Pero dicho esto, si los catalanes persisten en una voluntad de secesión expresada de forma inequívoca y con una mayoría suficiente que a día de hoy no está clara, son pocos, por no decir ninguno, los argumentos de índole democrática que permitan negarles tal anhelo. La legalidad vigente, es decir, la Constitución, no puede ser argumento para impedir la creación de un nuevo Estado, por más absurdo que pueda parecer ese deseo. Porque en último término el nacimiento de un nuevo Estado parte siempre de lo fáctico y no de lo normativo. Y un poder constituyente es por definición ilimitado y no atiende a más legalidad que la autootorgada. De modo que si finalmente Catalunya quiere ser un Estado, lo mejor que puede hacer el gobierno español es facilitar una salida lo menos traumática posible.

La izquierda de ámbito estatal se encuentra fuera de juego en todo este debate sobre Catalunya. Por un lado la derecha se ha hecho con el monopolio de la idea de España, heredera de las cuatro décadas de dictadura nacionalista, y de sus símbolos. Una idea, la de España, que aparece en el imaginario colectivo político como sinónimo de centralismo, de desprecio a la diferencia y de valores conservadores. Pero curiosamente el concepto de España como proyecto común hunde sus raíces en los movimientos liberales, progresistas y antiabsolutistas de comienzos del siglo XIX. Del otro lado, del reaccionario, se situaba un carlismo foralista, ultracatólico, ruralista y antiliberal.

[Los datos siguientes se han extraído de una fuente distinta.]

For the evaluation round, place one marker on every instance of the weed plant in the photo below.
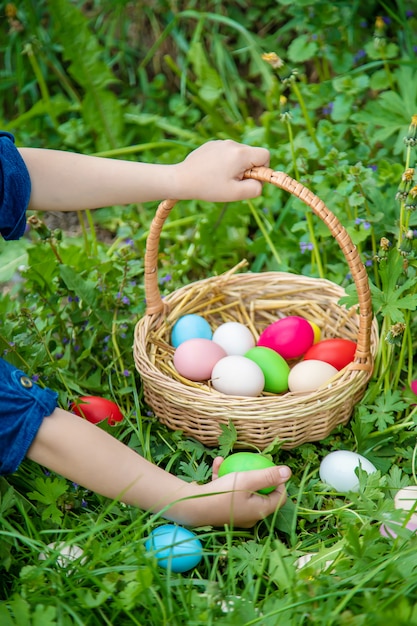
(331, 90)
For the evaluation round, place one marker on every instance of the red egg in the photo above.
(290, 336)
(96, 409)
(338, 352)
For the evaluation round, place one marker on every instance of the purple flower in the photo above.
(365, 223)
(328, 109)
(359, 55)
(306, 246)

Ya en el siglo XX, existe toda una tradición de una izquierda republicana y federal que no renuncia a la idea de España como proyecto común sin caer en la tentación centralista. Azaña será el principal referente de una corriente que acabará desapareciendo con la generación de la Guerra Civil. La Transición trató de reeditarla bajo la formula del autonomismo progresista pero ya el escenario no era el mismo ni el empuje nacionalista se vio atenuado por él. Finalmente la izquierda, desde la socialdemocracia a las propuestas más radicales, se ha visto atrapada entre dos aguas, la del autonomismo centralista conservador y la del independentismo nacionalista, y sin posibilidad de encontrar un espacio discursivo propio. Mientras el PSOE se veía tímidamente arrastrado por la retórica antinacionalista, el PSE y las izquierdas alternativas mostraban cierta condescendencia hacia la retórica del "derecho de autodeterminación" por haber sido este uno de los discursos que alimentó la lucha antifranquista contra una dictadura que hacía gala de un ultranacionalismo español.

Recuperar para la izquierda el espacio del proyecto común de España respetuoso con las diferencias, con las identidades nacionales y con los deseos de autogobierno no es una tarea fácil pero sí necesaria. Profundizar en el proyecto de un federalismo integrador es quizás uno de los mayores retos con los que tiene que lidiar la izquierda española. Pero para ello es fundamental reconocer que las identidades (la catalana, pero también la española) son legítimas siempre y cuando se expresen en el terreno de lo privado. Se trata por tanto de hablar de derechos y no de sentimientos, respetando las diferencias pero poniendo en valor lo común. Se trata también de perseguir el consenso, el acuerdo, el diálogo y la negociación. Y se trata por último de entender que en todo este proceso el protagonista tiene que se el ciudadano y no las naciones. Solo de este modo la cuestión catalana podrá llegar a buen puerto.